No LDREX/STREX-based implementations of __cxa_guard_acquire/release/abort in ARM code? #1393

amosnier · 2022-01-10T21:39:15Z

From C++ ABI for the ARM architecture, ARM IHI 0041D:

3.2.3.1 Guard variables
To support the potential use of initialization guard variables as semaphores that are the target of ARM SWP and
LDREX/STREX synchronizing instructions we define a static initialization guard variable to be a 4-byte aligned, 4-
byte word with the following inline access protocol.

#define INITIALIZED 1

// inline guard test...
if ((obj_guard & INITIALIZED)!= INITIALIZED) {
    // TST obj_guard, #1; BNE already_initialized
    if (__cxa_guard_acquire(&obj_guard)) {
    ...
}

Usually, a guard variable should be allocated in the same data section as the object whose construction it guards.
3.2.3.2 One-time construction API

extern "C" int __cxa_guard_acquire(int *guard_object);

If the guarded object has not yet been initialized, this function returns 1. Otherwise it returns 0.
If it returns 1, a semaphore might have been claimed and associated with guard_object, and either
__cxa_guard_release or __cxa_guard_abort must be called with the same argument to release the semaphore.

extern "C" void __cxa_guard_release(int *guard_object);

This function is called on completing the initialization of the guarded object. It sets the least significant bit of
guard_object (allowing subsequent inline checks to succeed) and releases any semaphore associated with it.

extern "C" void __cxa_guard_abort(int *guard_object);

This function is called if any part of the initialization of the guarded object terminates by throwing an exception. It
releases any semaphore associated with guard_object.

Is my interpretation correct that only one bit of the obj_guard variable is accessed at all by the code that provides it (the code that invokes the __cxa_guard_xxx functions), and that because the rest is unused, the obj_guard variable itself could be used for the semaphore implementation?

If that is the case, and I certainly hope so, since an alternative implementation would have to "manually" allocate semaphore memory on the side of every static variable, which would be quite cumbersome (or would have to use some kind of recursive mutex that would handle the case when the OS is not started, but not everyone has that kind of luxury), how come the following search on the CMSIS_5 repository gives no result in source code?

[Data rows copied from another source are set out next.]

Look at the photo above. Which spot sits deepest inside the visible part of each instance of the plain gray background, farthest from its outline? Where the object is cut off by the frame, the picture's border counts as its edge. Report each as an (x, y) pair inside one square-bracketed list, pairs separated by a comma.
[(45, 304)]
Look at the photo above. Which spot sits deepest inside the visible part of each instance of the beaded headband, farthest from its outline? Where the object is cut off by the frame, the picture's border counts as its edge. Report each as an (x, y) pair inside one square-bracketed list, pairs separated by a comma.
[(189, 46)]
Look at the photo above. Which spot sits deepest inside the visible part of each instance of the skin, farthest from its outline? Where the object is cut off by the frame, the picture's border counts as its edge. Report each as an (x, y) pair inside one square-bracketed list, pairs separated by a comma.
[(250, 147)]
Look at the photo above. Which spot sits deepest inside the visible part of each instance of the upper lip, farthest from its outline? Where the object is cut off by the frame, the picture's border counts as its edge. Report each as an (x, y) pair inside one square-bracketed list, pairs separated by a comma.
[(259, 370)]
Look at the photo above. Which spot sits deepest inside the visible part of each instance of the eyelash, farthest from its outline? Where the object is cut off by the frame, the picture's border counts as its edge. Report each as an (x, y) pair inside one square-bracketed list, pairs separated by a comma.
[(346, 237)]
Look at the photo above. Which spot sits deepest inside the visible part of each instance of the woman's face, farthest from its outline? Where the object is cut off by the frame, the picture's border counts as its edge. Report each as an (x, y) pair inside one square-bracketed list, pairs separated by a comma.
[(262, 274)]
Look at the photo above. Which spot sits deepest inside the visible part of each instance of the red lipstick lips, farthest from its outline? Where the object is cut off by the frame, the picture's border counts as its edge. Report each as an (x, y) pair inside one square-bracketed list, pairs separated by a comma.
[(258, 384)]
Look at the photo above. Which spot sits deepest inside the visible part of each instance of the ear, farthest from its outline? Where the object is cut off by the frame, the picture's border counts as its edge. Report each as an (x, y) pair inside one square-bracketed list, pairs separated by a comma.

$ git grep __cxa_guard_acquire

I mean, if there is a possibly trivial implementation based on the ABI documentation (of the three functions), why would ARM themselves not provide it? Or is it provided in some other repository? I made such an implementation myself, but seeing naive non-thread-safe implementations all over the Internet (which systematically break C++ static object creation semantics!) really makes me wonder whether we are not missing a great opportunity of improving many embedded C++ applications with a small effort.

What am I missing?

The text was updated successfully, but these errors were encountered:

amosnier · 2022-01-10T21:50:51Z

I might reopen this, but I will think a little more about it first.

amosnier · 2022-01-10T22:05:18Z

Reopening, after a little more thinking.
One broken example, just for reference: https://github.com/BrewPi/firmware/blob/master/platform/spark/firmware/hal/src/stm32/newlib.cpp.
And one example, which is much more complex, seems to at least try to do the right thing for multiples configurations, and does seem to confirm that the guard object itself is supposed to be used for the semaphore implementation: https://github.com/llvm-mirror/libcxxabi/blob/master/src/cxa_guard.cpp#L188 and corresponding implementations.

So my questions above stand.

JonatanAntoni · 2022-01-13T17:12:49Z

Hi @amosnier,

I guess the most important aspect is that CMSIS is still pure C code and does not contain any C++ related content so far.

Now, we need to set the scene to sort your request. Am I right that you are looking for using CMSIS-RTOS2 in an C++ environment? E.g., by using a concrete implementation of this RTOS-API like the reference implementation RTX5?

Cheers,
Jonatan

amosnier · 2022-01-13T20:49:51Z

Hi @JonatanAntoni,

Thanks for taking the time to answer.

In my use case, an RTOS is available, although it does not implement the CMSIS-RTOS2 interface.

Assuming that an RTOS is used, if static object creation is only performed once the RTOS has started, a __cxa_guard_acquire implementation can be based on a single recursive mutex instance for a whole application, if such a facility is available in the RTOS. This is the case for me, but recursive mutexes are currently not in use in the concerned source code base, so they would at least have to be thoroughly tested first.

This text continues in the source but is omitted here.